Эти отношения приносят слишком много боли. Постоянные обиды, страхи, ревность. Я не готова к этому.
Закрываю телефон, откидываюсь на диван и утыкаюсь лицом в подушку.
Наверное, физрук был прав. Может, Мирон действительно не для меня.
___
* соц. сеть, запрещённая в РФ
41
Всё тянется одинаково: дни серые, мысли вязкие, как глина. На уроках я будто существую на автомате. Речь течёт сама, руки что-то пишут на доске, но в голове — пустота. Дети улыбаются, задают вопросы, смеются, а я как будто где-то далеко. Всё кажется размытым.
Первый, второй, пятый урок.
Понедельник, вторник, пятница…
Новогодние праздники на носу. Обычно я жду этого времени года: гирлянды, блеск мишуры, запах мандаринов и корицы. Иногда у нас на юге даже снег искрится за окнами, в классе звучат шутки и смех. Но сейчас всё это кажется фоном, как старая открытка.
Украшаю класс с учениками, готовлю плакаты для праздничного часа, но внутри ничего не трепещет. Даже привычная радость от детского восторга кажется глухой.
Тусклость — именно так можно охарактеризовать моё состояние.
Мирон больше не звонит. Телефон молчит, как будто ничего и не было. Я думала, что он придет. Если бы
Но он не пришёл.
Это ли не ответ на все мои сомнения?
Мы слишком разные. Его жизнь — это толпы поклонников, камеры, блеск, идеальные женщины вроде этой Алёны, готовые в любой момент оказаться рядом. А я… Я совсем другая. И лучше разорвать это сейчас, чем потом быть втянутой в его хаос. Я не выдержу этой боли, этого постоянного страха, ревности, обид.

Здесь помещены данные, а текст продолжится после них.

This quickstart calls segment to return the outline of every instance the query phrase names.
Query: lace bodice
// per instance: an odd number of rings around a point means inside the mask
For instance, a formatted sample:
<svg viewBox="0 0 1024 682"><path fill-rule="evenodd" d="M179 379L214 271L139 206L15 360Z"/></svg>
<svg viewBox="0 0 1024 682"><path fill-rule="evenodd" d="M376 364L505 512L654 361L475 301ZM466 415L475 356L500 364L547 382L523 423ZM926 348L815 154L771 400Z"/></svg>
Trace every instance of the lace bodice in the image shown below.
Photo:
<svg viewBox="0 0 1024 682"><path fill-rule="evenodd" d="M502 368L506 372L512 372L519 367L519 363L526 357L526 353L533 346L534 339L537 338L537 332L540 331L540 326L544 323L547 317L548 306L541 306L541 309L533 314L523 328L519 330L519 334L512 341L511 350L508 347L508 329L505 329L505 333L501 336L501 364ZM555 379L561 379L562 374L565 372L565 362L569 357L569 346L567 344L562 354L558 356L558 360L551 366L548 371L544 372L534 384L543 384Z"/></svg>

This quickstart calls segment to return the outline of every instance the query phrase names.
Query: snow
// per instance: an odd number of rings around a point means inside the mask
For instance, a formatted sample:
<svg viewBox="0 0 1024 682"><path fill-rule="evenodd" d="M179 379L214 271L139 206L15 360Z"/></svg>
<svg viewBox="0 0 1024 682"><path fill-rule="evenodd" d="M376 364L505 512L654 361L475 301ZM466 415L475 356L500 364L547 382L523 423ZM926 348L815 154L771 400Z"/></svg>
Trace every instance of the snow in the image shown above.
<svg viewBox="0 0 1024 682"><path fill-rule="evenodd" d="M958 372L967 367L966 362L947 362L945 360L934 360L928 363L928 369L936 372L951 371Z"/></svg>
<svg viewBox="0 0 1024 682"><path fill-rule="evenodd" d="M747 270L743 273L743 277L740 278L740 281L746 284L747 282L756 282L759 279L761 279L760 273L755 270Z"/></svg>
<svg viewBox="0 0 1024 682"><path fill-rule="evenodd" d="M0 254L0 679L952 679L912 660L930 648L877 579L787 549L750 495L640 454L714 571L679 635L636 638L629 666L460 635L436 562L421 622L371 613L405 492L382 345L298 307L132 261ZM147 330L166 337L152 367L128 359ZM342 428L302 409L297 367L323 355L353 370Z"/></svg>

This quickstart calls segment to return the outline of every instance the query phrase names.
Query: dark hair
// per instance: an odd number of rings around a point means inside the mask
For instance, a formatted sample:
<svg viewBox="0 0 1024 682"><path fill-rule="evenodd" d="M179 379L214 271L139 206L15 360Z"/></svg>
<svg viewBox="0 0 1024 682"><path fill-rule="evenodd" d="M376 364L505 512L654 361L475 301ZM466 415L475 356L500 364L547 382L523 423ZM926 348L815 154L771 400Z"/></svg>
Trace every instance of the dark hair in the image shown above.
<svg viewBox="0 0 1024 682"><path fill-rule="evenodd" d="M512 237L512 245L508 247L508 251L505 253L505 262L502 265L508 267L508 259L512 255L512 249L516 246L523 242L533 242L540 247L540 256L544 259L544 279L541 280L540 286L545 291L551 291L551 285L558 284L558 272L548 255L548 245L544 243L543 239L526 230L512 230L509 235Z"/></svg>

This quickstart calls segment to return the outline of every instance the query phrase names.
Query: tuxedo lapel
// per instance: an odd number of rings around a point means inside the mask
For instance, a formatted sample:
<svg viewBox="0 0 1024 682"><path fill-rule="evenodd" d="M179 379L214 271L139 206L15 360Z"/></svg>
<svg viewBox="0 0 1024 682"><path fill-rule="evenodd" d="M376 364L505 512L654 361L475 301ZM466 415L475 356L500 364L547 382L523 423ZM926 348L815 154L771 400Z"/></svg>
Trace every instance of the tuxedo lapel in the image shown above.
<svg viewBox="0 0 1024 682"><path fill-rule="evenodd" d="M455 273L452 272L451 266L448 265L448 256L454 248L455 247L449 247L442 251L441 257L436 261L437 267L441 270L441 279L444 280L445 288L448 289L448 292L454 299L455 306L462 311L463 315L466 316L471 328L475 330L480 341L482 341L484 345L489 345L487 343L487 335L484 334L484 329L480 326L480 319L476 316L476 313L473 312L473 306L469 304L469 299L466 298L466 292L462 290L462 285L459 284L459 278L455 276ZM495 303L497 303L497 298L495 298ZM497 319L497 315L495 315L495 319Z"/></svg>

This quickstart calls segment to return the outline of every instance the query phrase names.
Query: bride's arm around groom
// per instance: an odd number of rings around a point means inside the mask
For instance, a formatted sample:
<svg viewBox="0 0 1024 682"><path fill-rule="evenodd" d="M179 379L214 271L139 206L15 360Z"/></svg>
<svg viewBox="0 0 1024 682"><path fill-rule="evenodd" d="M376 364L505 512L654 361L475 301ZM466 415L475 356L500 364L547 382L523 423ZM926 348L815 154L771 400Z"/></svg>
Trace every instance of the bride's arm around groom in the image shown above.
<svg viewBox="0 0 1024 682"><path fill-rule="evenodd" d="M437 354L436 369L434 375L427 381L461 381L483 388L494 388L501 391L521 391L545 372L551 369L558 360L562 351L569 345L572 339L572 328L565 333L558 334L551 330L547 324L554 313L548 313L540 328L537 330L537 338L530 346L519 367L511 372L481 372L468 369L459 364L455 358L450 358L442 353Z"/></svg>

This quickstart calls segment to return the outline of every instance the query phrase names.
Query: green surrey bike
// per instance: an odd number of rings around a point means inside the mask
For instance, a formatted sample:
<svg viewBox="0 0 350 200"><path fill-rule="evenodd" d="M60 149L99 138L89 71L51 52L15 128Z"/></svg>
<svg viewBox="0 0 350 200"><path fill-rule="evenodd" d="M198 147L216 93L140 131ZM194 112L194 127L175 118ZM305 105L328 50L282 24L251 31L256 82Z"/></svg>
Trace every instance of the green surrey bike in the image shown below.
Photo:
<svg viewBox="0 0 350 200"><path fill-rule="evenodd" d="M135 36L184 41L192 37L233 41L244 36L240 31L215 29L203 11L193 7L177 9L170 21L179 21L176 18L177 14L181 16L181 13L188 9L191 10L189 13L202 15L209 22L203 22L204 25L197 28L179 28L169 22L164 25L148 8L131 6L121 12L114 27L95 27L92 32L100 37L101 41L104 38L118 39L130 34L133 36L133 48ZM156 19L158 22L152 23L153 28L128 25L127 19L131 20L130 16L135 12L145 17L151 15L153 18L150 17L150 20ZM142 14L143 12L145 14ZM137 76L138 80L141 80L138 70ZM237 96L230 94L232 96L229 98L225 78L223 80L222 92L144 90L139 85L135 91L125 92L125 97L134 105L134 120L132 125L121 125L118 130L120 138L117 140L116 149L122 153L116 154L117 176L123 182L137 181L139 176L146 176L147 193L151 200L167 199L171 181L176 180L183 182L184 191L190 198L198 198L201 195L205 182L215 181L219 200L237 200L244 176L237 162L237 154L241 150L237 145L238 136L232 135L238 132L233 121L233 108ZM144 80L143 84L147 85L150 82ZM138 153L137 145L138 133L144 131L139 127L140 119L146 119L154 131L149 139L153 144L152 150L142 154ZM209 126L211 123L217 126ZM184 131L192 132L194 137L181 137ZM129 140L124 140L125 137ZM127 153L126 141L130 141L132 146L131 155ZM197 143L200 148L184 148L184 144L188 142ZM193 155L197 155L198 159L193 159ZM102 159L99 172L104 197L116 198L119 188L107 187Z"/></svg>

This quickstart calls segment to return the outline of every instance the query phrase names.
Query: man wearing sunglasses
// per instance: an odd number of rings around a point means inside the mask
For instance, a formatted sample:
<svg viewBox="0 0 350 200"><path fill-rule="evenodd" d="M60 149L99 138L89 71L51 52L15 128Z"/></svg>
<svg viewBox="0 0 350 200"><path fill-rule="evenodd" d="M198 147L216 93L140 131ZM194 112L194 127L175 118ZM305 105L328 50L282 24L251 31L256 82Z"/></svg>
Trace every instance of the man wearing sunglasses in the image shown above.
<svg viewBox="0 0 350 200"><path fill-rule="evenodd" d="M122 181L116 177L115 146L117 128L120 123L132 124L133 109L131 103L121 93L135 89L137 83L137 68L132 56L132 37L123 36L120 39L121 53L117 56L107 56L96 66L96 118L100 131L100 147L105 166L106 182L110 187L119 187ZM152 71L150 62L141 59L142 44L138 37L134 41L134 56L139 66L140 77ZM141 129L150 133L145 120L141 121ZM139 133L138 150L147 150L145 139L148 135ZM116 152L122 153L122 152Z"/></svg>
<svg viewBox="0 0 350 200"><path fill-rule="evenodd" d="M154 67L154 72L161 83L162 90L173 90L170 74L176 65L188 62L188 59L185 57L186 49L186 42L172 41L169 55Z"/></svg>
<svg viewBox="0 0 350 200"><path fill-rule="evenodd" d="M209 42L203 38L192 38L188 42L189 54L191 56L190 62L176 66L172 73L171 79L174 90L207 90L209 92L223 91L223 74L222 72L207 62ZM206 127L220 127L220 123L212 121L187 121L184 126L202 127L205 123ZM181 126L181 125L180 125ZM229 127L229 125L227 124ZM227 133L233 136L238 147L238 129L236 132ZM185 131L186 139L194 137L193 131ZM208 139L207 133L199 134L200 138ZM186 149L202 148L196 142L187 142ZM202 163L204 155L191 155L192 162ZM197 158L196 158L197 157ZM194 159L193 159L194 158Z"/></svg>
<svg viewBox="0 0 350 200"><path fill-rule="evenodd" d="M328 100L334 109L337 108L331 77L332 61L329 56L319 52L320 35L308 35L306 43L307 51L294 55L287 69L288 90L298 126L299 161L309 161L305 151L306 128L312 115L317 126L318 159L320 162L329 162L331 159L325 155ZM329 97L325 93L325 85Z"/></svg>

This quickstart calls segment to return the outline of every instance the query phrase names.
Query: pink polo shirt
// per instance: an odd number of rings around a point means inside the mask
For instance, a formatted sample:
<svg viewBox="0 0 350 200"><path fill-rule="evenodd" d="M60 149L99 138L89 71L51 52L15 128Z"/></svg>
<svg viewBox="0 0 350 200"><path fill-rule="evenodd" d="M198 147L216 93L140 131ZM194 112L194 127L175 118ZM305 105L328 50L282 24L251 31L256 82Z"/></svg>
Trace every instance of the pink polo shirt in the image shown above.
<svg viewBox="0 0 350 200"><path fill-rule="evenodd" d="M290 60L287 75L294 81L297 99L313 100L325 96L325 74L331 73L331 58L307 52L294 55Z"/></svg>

Моё бедное сердце кричит, что я уже опоздала с осторожностью… Надо было раньше думать.
Но лучше хотя бы попытаться не увязнуть ещё глубже.
На неделе приходит новость, которая вызывает бурю в учительской: физрук уволился. Коллектив обсуждает это так, будто он был здесь десятки лет, а не пару недель. Женщины сетуют на его уход, обмениваются вздохами и шутками.
— Такой мужчина! — говорит Нина Петровна, поправляя очки. — Вот бы ещё немного задержался, а тут взял и ушёл. Даже на новогодний корпоратив не остался, эх.
Я же только выдыхаю с облегчением. Без него дышится легче. Как будто из воздуха ушло что-то липкое и давящее. И никто из коллег даже не догадывается, что его уход для меня — будто сняли огромный груз с плеч.
Сегодня после уроков ко мне неожиданно заглядывает Игорь. Его обычно нахальное выражение лица сменилось чем-то растерянным. Он стоит на пороге кабинета, теребит лямку рюкзака, и я сразу понимаю, что что-то случилось.
— Игорь? — зову его, приглашая зайти внутрь. — Всё в порядке?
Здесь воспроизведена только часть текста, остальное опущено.